Frisch und rosig bis ins Alter: Mit der passenden Pflege und einem guten Lifestyle lässt sich auch der Alterungsprozess der Haut verlangsamen.

Mit zunehmendem Alter wird die Haut trockener, dünner und empfindlicher. Die Veränderungen sind ein natürlicher Prozess. Doch wie können wir der natürlichen Hautalterung die Stirn bieten und uns den strahlenden Teint und leichten Glow der Jugend möglichst lang erhalten?

Schon ab Mitte 20 fällt der Startschuss für die ersten Fältchen. Nun teilen sich die Zellen der Oberhaut nicht mehr so häufig, Fett- und Wassergehalt nehmen ab.

Mit zunehmendem Alter produziert die Haut weniger Kollagen, natürliches Hyaluron und Elastin. Damit wird die Haut weniger straff, ist faltiger und anfälliger für Feuchtigkeitsverlust. Daher gilt es, das bestehende Zellgerüst zu schützen, die Kollagenproduktion anzukurbeln und das Entstehen von Falten zu reduzieren. Zum Beispiel mit Pflegeprodukten aus pflanzlichen Zutaten wie Sheabutter oder Bio-Öl, die die Haut mit Nährstoffen und Feuchtigkeit versorgen und als ihr bekannte Stoffe auch leichter verstoffwechselt werden können. Vitamine und Antioxidantien helfen, Linien und Falten zu reduzieren und das Erscheinungsbild zu verbessern. Als ideale Beauty-Routine gelten eine milde, nicht reizende Hautpflege am Morgen und sanfte Peelings am Abend, bestenfalls individuell abgestimmt auf die Bedürfnisse der Haut in jeder Lebensphase.

Es gibt kein Zaubermittel, um den Alterungsprozess aufzuhalten.

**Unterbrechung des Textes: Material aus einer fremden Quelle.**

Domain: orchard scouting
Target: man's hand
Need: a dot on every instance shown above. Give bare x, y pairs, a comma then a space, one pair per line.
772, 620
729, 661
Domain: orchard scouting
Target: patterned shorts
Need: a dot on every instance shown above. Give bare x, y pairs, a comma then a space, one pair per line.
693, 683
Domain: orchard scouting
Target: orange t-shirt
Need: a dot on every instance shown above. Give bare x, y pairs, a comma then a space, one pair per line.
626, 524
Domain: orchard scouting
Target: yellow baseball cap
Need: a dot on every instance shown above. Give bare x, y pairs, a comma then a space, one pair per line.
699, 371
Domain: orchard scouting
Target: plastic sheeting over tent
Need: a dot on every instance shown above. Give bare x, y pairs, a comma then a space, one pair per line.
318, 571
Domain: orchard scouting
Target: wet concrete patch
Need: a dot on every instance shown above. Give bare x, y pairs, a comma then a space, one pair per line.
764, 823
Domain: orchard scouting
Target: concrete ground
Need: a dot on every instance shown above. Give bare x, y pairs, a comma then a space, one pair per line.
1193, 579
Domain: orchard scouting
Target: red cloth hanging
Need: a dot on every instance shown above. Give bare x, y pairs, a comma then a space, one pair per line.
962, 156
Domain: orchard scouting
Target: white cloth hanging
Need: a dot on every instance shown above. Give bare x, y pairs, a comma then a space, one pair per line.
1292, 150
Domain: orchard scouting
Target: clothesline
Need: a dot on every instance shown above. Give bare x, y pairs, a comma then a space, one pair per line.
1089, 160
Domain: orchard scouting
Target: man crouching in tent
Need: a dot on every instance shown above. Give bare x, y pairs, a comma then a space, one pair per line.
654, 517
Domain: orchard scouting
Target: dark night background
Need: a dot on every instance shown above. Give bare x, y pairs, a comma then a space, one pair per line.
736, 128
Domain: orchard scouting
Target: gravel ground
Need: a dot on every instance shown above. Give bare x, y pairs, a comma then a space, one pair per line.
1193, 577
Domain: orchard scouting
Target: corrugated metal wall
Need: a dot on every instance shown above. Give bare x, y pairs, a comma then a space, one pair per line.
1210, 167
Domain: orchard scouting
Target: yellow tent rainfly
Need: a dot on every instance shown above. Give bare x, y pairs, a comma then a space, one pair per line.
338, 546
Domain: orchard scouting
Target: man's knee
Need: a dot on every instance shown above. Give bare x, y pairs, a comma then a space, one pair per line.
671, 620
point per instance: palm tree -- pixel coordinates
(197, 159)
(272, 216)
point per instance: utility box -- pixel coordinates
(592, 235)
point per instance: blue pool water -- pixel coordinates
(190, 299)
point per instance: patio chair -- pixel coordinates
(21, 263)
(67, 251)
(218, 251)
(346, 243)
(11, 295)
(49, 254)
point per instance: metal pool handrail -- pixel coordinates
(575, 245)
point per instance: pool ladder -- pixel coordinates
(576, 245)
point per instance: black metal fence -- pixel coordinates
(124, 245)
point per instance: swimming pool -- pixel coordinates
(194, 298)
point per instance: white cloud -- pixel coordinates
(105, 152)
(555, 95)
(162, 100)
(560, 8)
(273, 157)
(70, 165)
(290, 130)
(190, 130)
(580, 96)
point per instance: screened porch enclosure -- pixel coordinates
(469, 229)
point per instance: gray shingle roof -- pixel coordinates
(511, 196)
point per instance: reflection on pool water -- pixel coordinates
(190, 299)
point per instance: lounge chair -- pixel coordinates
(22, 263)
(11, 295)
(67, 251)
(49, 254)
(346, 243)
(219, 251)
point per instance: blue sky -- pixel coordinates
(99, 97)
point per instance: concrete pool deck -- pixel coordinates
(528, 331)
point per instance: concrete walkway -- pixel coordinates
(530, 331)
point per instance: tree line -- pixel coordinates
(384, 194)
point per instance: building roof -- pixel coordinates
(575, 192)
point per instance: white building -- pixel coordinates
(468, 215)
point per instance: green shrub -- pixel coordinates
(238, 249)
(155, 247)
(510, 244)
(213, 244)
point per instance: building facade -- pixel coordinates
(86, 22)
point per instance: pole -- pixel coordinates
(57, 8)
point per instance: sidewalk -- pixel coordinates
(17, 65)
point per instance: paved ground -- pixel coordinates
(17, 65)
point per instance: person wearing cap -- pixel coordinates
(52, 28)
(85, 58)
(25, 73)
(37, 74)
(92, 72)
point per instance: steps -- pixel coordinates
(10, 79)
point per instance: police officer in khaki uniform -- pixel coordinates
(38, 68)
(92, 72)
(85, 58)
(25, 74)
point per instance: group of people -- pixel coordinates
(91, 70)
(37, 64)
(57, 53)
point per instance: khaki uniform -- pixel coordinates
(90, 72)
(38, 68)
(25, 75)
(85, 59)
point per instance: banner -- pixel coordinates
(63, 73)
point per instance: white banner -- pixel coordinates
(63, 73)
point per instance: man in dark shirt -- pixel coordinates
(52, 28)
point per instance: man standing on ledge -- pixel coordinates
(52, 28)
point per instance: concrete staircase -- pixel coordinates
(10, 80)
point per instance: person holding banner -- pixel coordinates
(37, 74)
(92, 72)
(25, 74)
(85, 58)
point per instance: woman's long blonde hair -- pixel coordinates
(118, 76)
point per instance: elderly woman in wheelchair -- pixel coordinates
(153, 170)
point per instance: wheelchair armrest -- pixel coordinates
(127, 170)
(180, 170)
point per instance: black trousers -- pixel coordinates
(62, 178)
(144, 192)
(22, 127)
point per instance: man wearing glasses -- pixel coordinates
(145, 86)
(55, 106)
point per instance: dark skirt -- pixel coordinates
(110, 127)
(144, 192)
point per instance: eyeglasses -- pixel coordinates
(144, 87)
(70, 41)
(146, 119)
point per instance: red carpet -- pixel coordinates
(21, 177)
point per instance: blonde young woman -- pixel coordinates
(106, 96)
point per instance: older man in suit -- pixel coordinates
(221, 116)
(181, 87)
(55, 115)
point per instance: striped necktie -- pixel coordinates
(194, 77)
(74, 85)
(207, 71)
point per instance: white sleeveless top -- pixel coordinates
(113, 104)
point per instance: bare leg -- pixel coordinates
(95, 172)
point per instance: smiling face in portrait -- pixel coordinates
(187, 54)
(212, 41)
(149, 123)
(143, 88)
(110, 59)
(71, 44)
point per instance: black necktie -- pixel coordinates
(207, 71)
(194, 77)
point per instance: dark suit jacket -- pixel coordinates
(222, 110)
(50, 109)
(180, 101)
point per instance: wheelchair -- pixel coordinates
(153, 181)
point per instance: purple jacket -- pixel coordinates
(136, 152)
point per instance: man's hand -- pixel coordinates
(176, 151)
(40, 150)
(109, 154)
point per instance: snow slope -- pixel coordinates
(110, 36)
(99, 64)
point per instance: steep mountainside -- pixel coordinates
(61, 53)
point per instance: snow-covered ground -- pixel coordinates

Fest steht aber, dass uns ein schlechter Lebensstil ziemlich schnell alt aussehen lässt. Rauchen und Alkohol, Stress und Schlafmangel sowie eine unausgewogene Ernährung pushen den Hautalterungsprozess. Allein eine zu hohe UV-Strahlung lässt die Haut um bis zu 80 % altern. Also besser darauf achten, sich ausreichend und zu jeder Jahreszeit vor der Sonne zu schützen und Sonnenbäder besser auf die Morgen- und Abendstunden als in die pralle Mittagshitze zu verlegen. Auch Kälte, Luftverschmutzung und Heizungsluft können sich negativ auf das Hautbild auswirken. Ganz entscheidend ist möglicher Flüssigkeitsmangel. Denn Wasser gibt dem gesamten Organismus extra viel Power: Es leitet Schadstoffe effektiv aus dem Körper, regt die Regeneration der Zellen an, fördert die Vitalität und lässt die Haut strahlen.

Zum perfekten Rezept für eine gesunde Haut gehört auch die richtige Ernährung. Zucker in zu großen Mengen vermeiden – er kann vom Körper schwerer verarbeitet werden und gilt als einer der Hauptverursacher für Entzündungen. Auch Weißbrot wandelt sich im Körper in Zucker um und beeinträchtigt die körpereigene Kollagenproduktion. Ablagerungen, Cellulite und Hautunreinheiten sind die Folge. Gepökeltes wie Wurst und Schinken verlangsamt die Zellteilung. Es dauert also noch länger, eher sich neue Hautzellen bilden.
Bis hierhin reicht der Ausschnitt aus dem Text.